Dmitriy Shulyak dshulyak at mirantis.com
Tue Oct 28 08:08:44 UTC 2014


>
> Let's do the same for Fuel. Frankly, I'd say we could take OpenStack
> standards as is and use them for Fuel. But maybe there are other opinions.
> Let's discuss this and decide what to do. Do we actually need those
> standards at all?
>
> Agree that we can take openstack standarts as example, but lets not simply
copy them and just live with it.

>
> 0) Standard for projects naming.
> Currently most of Fuel projects are named like fuel-whatever or even
> whatever? Is it ok? Or maybe we need some formal rules for naming. For
> example, all OpenStack clients are named python-someclient. Do we need to
> rename fuelclient into python-fuelclient?
>
I dont like that fuel is added into every project that we start, correct me
if I am wrong but:
- shotgun can be self-contained project, and still provide certain value,
actually i think it can be used by jenkins in our and openstack gates
  to copy logs and other info
- same for network verification tool
- fuel_agent (image based provisioning) can work without all other fuel
parts

>
> 1) Standard for an architecture.
> Most of OpenStack services are split into several independent parts
> (raughly service-api, serivce-engine, python-serivceclient) and those parts
> interact with each other via REST and AMQP. python-serivceclient is usually
> located in a separate repository.

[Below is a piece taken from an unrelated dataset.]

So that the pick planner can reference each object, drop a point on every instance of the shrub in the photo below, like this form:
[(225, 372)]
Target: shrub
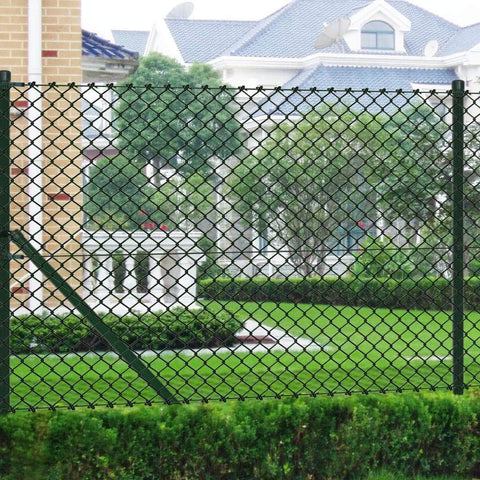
[(322, 438), (431, 293), (178, 328)]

Do we actually need to do the same for
> Fuel? According to fuelclient it means it should be moved into a separate
> repository. Fortunately, it already uses REST API for interacting with
> nailgun. But it should be possible to use it not only as a CLI tool, but
> also as a library.
>
> 2) Standard for project directory structure (directory names for api, db
> models,  drivers, cli related code, plugins, common code, etc.)
> Do we actually need to standardize a directory structure?
>
> Well, we need some project, agree on that project structure and then just
provide as example during review.
We can choose:
- fuelclient as cli example (but first refactor it)
- fuel-stats as web app example

> 3) Standard for third party libraries
> As far as Fuel is a deployment tool for OpenStack, let's make a decision
> about using OpenStack components wherever it is possible.
> 3.1) oslo.config for configuring.
> 3.2) oslo.db for database layer
> 3.3) oslo.messaging for AMQP layer
> 3.4) cliff for CLI (should we refactor fuelclient so as to make based on
> cliff?)
> 3.5) oslo.log for logging
> 3.6) stevedore for plugins
> etc.
> What about third party components which are not OpenStack related? What
> could be the requirements for an arbitrary PyPi package?
>
In my opinion we should not pick some library just because it is used in
openstack, there should be some research and analys,
for example:
Cli application, there is several popular alternatives to cliff in python
community:
- https://github.com/docopt/docopt
- https://github.com/mitsuhiko/click
I personnaly would prefer to use docopt, but click looks good as well.
Web frameworks is whole different story, in python community we have mature
flask and pyramid,
and i dont see any benefits from using pecan.